Kementerian Komunikasi dan Digital (Komdigi) resmi menyatakan video yang beredar di media sosial atas nama Amien Rais adalah konten hoaks yang mengandung unsur fitnah dan ujaran kebencian. Menteri Komunikasi dan Digital Meutya Hafid membuat pernyataan tersebut pada Jumat (1/5/2026), setelah mengidentifikasi konten yang diunggah sehari sebelumnya.
"Komdigi menegaskan bahwa isi video tersebut adalah hoaks, fitnah, serta mengandung ujaran kebencian," ujar Meutya, sebagaimana dikutip dari pernyataan resmi Komdigi.
Video yang Menjadi Sorotan
Video berdurasi sekitar 8 menit tersebut diunggah Amien Rais di kanal YouTube pribadinya pada Kamis (30/4/2026). Dalam konten tersebut, tokoh politikus dan pemimpin organisasi massa itu menyinggung kedekatan antara Presiden Prabowo dengan Sekretaris Kabinet Teddy Indra Wijaya, yang dalam videonya dinilai melampaui batas profesional.

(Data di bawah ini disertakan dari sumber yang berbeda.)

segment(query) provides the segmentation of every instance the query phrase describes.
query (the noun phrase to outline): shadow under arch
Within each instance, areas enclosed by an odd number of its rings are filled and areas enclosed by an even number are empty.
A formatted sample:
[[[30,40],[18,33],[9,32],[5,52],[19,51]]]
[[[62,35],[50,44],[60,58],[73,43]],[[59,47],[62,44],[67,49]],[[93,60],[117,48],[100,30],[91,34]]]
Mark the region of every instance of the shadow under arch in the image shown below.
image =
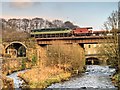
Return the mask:
[[[5,53],[11,57],[26,57],[26,45],[22,42],[14,41],[5,47]]]
[[[86,58],[86,65],[99,65],[100,61],[97,57]]]

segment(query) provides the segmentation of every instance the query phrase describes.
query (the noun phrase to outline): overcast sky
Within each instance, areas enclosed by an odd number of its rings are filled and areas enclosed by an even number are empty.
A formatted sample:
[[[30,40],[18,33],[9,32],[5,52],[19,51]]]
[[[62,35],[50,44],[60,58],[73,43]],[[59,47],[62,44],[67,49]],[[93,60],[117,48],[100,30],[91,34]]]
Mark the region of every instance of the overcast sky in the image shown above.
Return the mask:
[[[19,0],[23,1],[23,0]],[[80,27],[99,30],[107,17],[118,9],[117,2],[10,2],[4,0],[0,10],[3,18],[34,18],[69,20]],[[0,6],[1,6],[0,5]]]

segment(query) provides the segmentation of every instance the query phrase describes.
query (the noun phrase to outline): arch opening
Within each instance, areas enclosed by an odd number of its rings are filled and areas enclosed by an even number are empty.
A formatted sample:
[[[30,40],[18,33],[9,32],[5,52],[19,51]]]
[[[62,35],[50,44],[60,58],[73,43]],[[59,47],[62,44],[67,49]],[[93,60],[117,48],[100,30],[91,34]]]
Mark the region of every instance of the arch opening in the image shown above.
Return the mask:
[[[89,57],[86,58],[86,65],[99,65],[100,61],[98,58],[95,57]]]
[[[10,57],[26,57],[26,47],[21,43],[13,42],[5,48],[5,53]]]

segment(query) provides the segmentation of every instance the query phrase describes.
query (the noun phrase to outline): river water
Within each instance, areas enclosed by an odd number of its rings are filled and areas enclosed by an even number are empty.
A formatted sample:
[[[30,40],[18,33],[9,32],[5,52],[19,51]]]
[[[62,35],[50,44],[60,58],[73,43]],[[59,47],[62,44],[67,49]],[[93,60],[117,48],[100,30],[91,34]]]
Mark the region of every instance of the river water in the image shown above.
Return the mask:
[[[12,73],[8,77],[14,80],[15,88],[20,88],[22,86],[23,80],[17,77],[18,73],[23,73],[23,71]],[[82,88],[87,90],[117,90],[110,80],[110,76],[115,73],[114,68],[109,68],[108,66],[99,65],[88,65],[86,72],[78,77],[73,77],[69,81],[64,81],[62,83],[52,84],[48,88]],[[80,89],[81,90],[81,89]]]
[[[48,88],[81,88],[87,90],[117,90],[110,80],[115,73],[114,68],[108,66],[88,65],[82,76],[71,78],[69,81],[52,84]],[[80,90],[81,90],[80,89]]]

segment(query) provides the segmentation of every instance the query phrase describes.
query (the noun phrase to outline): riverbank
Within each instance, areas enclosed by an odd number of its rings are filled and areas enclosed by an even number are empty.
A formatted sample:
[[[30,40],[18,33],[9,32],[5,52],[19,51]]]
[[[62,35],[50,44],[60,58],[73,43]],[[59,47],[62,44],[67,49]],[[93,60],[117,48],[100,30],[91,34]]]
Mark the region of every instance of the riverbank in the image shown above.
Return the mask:
[[[114,68],[108,66],[88,65],[82,76],[73,77],[63,83],[55,83],[48,88],[78,88],[87,90],[117,90],[110,76],[115,73]]]
[[[116,87],[120,88],[120,73],[116,73],[113,77],[112,77],[112,82],[114,83],[114,85]]]
[[[5,75],[1,75],[0,77],[0,89],[10,89],[14,90],[13,79],[6,77]]]
[[[46,88],[53,83],[69,80],[72,74],[58,67],[36,67],[18,76],[28,84],[27,88]]]

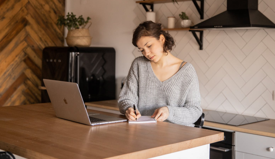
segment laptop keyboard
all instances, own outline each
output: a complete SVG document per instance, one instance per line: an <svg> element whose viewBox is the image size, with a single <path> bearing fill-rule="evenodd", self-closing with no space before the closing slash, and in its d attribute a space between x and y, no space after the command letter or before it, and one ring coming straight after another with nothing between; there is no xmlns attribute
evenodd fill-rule
<svg viewBox="0 0 275 159"><path fill-rule="evenodd" d="M98 119L98 118L95 117L89 117L89 118L90 119L90 121L91 122L102 122L102 121L107 121L106 120Z"/></svg>

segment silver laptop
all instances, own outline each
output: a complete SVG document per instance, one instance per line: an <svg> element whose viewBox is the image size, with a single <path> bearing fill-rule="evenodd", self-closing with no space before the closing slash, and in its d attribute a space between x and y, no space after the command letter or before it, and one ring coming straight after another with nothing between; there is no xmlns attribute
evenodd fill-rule
<svg viewBox="0 0 275 159"><path fill-rule="evenodd" d="M56 116L89 125L127 121L86 110L77 83L43 79Z"/></svg>

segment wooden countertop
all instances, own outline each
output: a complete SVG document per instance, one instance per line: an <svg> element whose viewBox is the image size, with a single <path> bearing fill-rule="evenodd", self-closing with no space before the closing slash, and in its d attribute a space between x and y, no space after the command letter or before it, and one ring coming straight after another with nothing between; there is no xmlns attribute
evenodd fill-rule
<svg viewBox="0 0 275 159"><path fill-rule="evenodd" d="M86 102L85 104L93 107L119 110L117 100L93 102ZM203 125L275 137L275 120L273 119L238 126L205 121Z"/></svg>
<svg viewBox="0 0 275 159"><path fill-rule="evenodd" d="M29 159L147 158L223 138L223 132L162 122L87 125L57 117L50 103L0 107L0 149Z"/></svg>

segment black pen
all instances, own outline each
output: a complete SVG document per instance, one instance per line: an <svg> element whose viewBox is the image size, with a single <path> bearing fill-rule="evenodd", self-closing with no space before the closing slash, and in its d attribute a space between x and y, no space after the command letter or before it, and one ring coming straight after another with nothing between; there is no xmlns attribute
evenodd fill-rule
<svg viewBox="0 0 275 159"><path fill-rule="evenodd" d="M134 104L134 111L135 112L135 114L136 114L136 121L137 121L137 111L136 110L136 106Z"/></svg>

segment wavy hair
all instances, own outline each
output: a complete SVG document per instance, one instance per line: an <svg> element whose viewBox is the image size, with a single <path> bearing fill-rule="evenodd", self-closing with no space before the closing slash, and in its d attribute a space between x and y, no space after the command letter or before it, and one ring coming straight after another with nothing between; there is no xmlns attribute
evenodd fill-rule
<svg viewBox="0 0 275 159"><path fill-rule="evenodd" d="M138 47L137 43L142 37L153 37L158 40L159 36L163 35L165 38L163 45L163 52L167 53L172 50L176 45L175 41L172 36L168 33L161 29L161 23L154 22L152 21L146 21L139 24L133 34L132 43L136 47Z"/></svg>

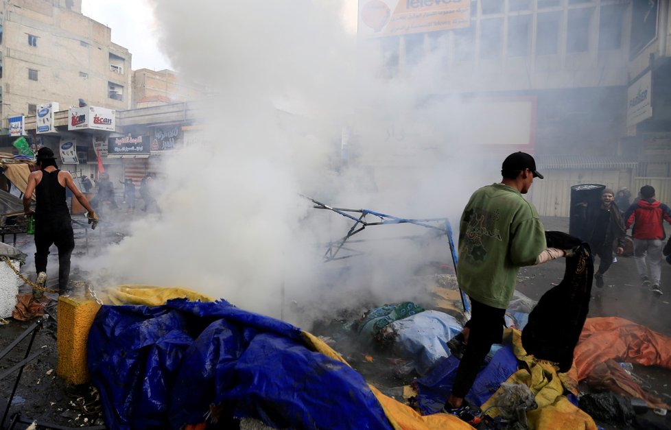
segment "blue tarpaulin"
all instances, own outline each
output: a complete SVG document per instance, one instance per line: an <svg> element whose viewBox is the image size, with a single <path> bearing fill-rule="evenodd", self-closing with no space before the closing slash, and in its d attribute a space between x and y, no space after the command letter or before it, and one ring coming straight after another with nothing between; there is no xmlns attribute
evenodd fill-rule
<svg viewBox="0 0 671 430"><path fill-rule="evenodd" d="M450 355L426 376L416 380L417 403L423 415L440 411L449 396L459 359ZM511 345L499 349L491 361L480 371L466 396L472 405L480 406L488 399L502 383L517 370L517 359Z"/></svg>
<svg viewBox="0 0 671 430"><path fill-rule="evenodd" d="M299 329L224 300L103 306L87 353L112 429L176 429L205 416L392 428L357 372L307 348Z"/></svg>

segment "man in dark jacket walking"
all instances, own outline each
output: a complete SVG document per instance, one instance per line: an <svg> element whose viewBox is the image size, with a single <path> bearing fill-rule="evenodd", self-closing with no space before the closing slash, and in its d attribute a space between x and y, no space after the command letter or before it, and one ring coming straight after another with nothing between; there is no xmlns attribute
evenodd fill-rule
<svg viewBox="0 0 671 430"><path fill-rule="evenodd" d="M54 152L41 147L37 152L37 165L40 167L28 176L28 184L23 195L23 211L26 215L35 215L35 268L36 283L42 285L47 280L47 256L49 248L58 248L58 291L65 294L70 277L70 256L75 248L72 219L65 200L65 190L89 211L89 223L97 221L89 200L75 185L70 172L60 170ZM30 203L35 193L36 207L33 212Z"/></svg>
<svg viewBox="0 0 671 430"><path fill-rule="evenodd" d="M629 206L624 219L626 228L633 225L631 232L634 238L634 260L643 286L661 295L661 248L662 241L666 237L663 223L666 219L671 224L671 209L655 200L654 188L644 185L641 187L641 199Z"/></svg>
<svg viewBox="0 0 671 430"><path fill-rule="evenodd" d="M585 239L593 254L600 259L599 270L594 274L599 288L604 286L604 274L613 264L613 241L617 241L617 255L624 253L624 222L614 200L613 190L607 188L601 192L601 204L588 206L582 213Z"/></svg>

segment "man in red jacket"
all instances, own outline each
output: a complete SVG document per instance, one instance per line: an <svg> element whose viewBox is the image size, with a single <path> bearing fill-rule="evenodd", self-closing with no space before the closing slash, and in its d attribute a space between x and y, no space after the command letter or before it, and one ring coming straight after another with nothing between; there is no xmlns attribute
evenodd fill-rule
<svg viewBox="0 0 671 430"><path fill-rule="evenodd" d="M666 237L663 223L666 219L671 224L671 209L655 200L654 188L644 185L641 187L641 199L629 206L624 219L625 228L633 224L631 234L634 238L634 260L643 286L661 295L661 248L662 241Z"/></svg>

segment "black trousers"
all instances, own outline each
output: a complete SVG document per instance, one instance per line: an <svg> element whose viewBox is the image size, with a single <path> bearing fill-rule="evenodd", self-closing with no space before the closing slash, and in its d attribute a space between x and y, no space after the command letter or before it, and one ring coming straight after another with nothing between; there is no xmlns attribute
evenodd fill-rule
<svg viewBox="0 0 671 430"><path fill-rule="evenodd" d="M452 395L455 397L466 397L492 345L502 342L505 316L506 309L471 299L471 319L465 326L470 330L469 342L452 386Z"/></svg>
<svg viewBox="0 0 671 430"><path fill-rule="evenodd" d="M593 255L599 256L599 270L597 273L603 274L613 264L613 243L589 244Z"/></svg>
<svg viewBox="0 0 671 430"><path fill-rule="evenodd" d="M35 222L35 270L37 273L47 272L49 248L58 248L58 288L67 288L70 278L70 256L75 249L75 235L69 216L58 215L51 219Z"/></svg>

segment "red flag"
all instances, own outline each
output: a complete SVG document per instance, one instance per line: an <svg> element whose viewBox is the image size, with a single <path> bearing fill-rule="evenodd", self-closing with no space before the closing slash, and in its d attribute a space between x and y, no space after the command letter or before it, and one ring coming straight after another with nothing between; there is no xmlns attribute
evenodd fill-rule
<svg viewBox="0 0 671 430"><path fill-rule="evenodd" d="M95 155L98 158L98 173L104 174L105 173L105 166L102 165L102 158L100 158L100 151L97 149L95 150Z"/></svg>

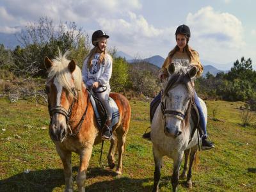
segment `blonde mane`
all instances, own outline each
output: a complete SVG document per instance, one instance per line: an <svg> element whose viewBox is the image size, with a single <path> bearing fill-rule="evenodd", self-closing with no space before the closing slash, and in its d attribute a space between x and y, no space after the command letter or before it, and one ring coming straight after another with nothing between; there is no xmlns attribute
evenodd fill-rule
<svg viewBox="0 0 256 192"><path fill-rule="evenodd" d="M78 96L79 97L82 93L82 74L80 68L76 65L75 70L71 74L68 70L68 66L70 61L67 60L67 56L69 54L69 51L67 51L63 55L59 51L59 56L55 57L52 60L52 66L50 69L48 74L47 81L52 79L55 76L57 81L60 84L64 87L69 93L74 95L71 85L72 78L74 79L75 88L78 91Z"/></svg>

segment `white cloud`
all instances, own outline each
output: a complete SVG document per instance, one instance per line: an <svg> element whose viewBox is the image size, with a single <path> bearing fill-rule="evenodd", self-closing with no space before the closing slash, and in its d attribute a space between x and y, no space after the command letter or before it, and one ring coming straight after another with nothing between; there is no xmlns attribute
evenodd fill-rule
<svg viewBox="0 0 256 192"><path fill-rule="evenodd" d="M99 26L108 33L118 49L133 56L137 53L141 56L149 56L165 52L174 39L173 28L157 28L149 24L142 15L128 12L127 19L97 19ZM174 46L174 42L172 41ZM167 49L166 49L167 48ZM157 51L156 52L156 49Z"/></svg>
<svg viewBox="0 0 256 192"><path fill-rule="evenodd" d="M214 12L211 6L202 8L195 14L189 13L187 23L199 41L208 40L229 48L240 47L243 40L241 22L228 13Z"/></svg>
<svg viewBox="0 0 256 192"><path fill-rule="evenodd" d="M15 33L20 31L19 28L10 28L8 26L0 26L0 33Z"/></svg>
<svg viewBox="0 0 256 192"><path fill-rule="evenodd" d="M252 30L251 31L251 34L252 34L252 35L256 36L256 29L252 29Z"/></svg>
<svg viewBox="0 0 256 192"><path fill-rule="evenodd" d="M231 2L231 0L224 0L224 3L226 4L228 4Z"/></svg>
<svg viewBox="0 0 256 192"><path fill-rule="evenodd" d="M204 59L228 62L246 46L242 22L228 13L207 6L188 13L186 23L191 29L191 44Z"/></svg>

Komdigi menilai narasi yang dibangun dalam video tersebut merupakan bentuk provokasi. Pemerintah khawatir konten semacam itu berpotensi memecah belah bangsa dan mengaburkan fakta yang sebenarnya terjadi.
Posisi Pemerintah
Pemerintah menegaskan bahwa isi video memuat serangan personal tanpa dasar fakta yang kuat. Komdigi juga menekankan bahwa ruang digital seharusnya menjadi tempat adu gagasan yang sehat dan konstruktif, bukan sarana untuk menyebarkan kebencian atau melakukan serangan terhadap martabat individu.
Berdasarkan penilaian ini, Komdigi mengumumkan akan mengambil langkah hukum terhadap pihak yang terlibat dalam pembuatan maupun distribusi konten. Tindakan hukum tersebut dinilai relevan dengan ketentuan dalam Undang-Undang Informasi dan Transaksi Elektronik (UU ITE) Nomor 1 Tahun 2024, khususnya Pasal 27A dan Pasal 28 ayat (2), yang mengatur tentang penodaan nama baik dan penyebaran informasi palsu.
Dampak dan Implikasi
Tindakan tegas Komdigi ini menunjukkan komitmen pemerintah dalam menjaga integritas informasi di ruang digital dan mencegah penyebaran konten yang dapat merusak kohesi sosial. Langkah ini juga menjadi sinyal bagi publik tentang batasan dalam menyebarkan konten yang bersifat provokasi dan bermuatan kebencian di platform digital.
Kasus ini sekaligus menjadi reminder bagi semua pihak bahwa kebebasan berekspresi di era digital harus tetap diimbangi dengan tanggung jawab hukum dan etika jurnalistik, khususnya dalam verifikasi fakta sebelum menyebarkan informasi kepada publik.